Mosquirix (RTS,S/AS01) shots have already been used in pilot programmes in Ghana, Kenya and Malawi, and has been administered to more than 1.7 million children since 2019, the WHO, the Global Vaccine Alliance GAVI, and the United Nations Children’s Fund (UNICEF) said in a joint statement.
Nine more countries –Benin, Burkina Faso, Burundi, Cameroon, the Democratic Republic of the Congo, Liberia, Niger, Sierra Leone, and Uganda – will soon receive the vaccine for the first time.
“At least 28 African countries have expressed interest in receiving the malaria vaccine,” which has been proven to be “safe and effective,” according to the agencies’ statement.
Kate O’Brien, WHO Director of Immunization, said “the high demand for the vaccine and the strong reach of childhood immunisation will increase equity in access to malaria prevention and save many young lives.”

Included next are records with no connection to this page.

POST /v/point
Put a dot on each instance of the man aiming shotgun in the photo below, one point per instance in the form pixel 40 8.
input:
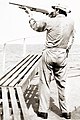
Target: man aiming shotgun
pixel 59 29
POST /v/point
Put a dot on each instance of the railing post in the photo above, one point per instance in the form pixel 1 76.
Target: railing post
pixel 4 46
pixel 24 47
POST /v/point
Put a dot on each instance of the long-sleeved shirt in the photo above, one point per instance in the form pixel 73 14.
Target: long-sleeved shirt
pixel 59 30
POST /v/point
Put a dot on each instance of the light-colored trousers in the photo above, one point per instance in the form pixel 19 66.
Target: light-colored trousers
pixel 53 60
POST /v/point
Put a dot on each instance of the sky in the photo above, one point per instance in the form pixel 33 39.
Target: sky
pixel 14 21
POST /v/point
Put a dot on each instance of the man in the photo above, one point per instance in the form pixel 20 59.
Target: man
pixel 54 57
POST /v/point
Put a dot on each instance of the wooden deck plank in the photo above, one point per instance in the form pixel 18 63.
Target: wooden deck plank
pixel 30 66
pixel 16 111
pixel 18 72
pixel 10 73
pixel 6 114
pixel 22 103
pixel 27 77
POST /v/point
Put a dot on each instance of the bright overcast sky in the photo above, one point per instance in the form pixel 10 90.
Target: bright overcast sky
pixel 14 22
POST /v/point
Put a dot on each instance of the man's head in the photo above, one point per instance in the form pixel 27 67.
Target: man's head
pixel 59 9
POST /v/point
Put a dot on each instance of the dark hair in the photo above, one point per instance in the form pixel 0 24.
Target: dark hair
pixel 62 12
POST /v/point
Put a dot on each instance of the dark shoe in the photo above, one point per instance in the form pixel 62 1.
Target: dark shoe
pixel 42 115
pixel 66 115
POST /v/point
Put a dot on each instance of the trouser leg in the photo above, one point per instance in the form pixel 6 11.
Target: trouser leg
pixel 60 76
pixel 44 90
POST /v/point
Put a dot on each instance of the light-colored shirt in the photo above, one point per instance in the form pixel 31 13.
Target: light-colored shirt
pixel 59 30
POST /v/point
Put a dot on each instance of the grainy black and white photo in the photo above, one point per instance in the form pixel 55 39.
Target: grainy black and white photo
pixel 39 60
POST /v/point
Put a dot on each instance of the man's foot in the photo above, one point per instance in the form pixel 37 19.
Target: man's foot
pixel 42 115
pixel 66 115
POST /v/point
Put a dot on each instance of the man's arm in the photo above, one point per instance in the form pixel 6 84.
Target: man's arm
pixel 71 40
pixel 39 26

The first doses of the vaccine are expected to arrive in the designated countries during the last quarter of this year, where they will begin rolling out by early 2024.
WHO has designated malaria as one of the deadliest diseases in Africa, saying it killed nearly half a million children under the age of five in 2021 alone. The continent accounted for about 95% of global malaria cases and 96% of malaria deaths in that year, the health agency added.
The RTS,S vaccine, developed by the British multinational pharmaceutical company GSK, is the first drug recommended for use to prevent malaria in children in areas of moderate to high transmission of the disease, according to the WHO.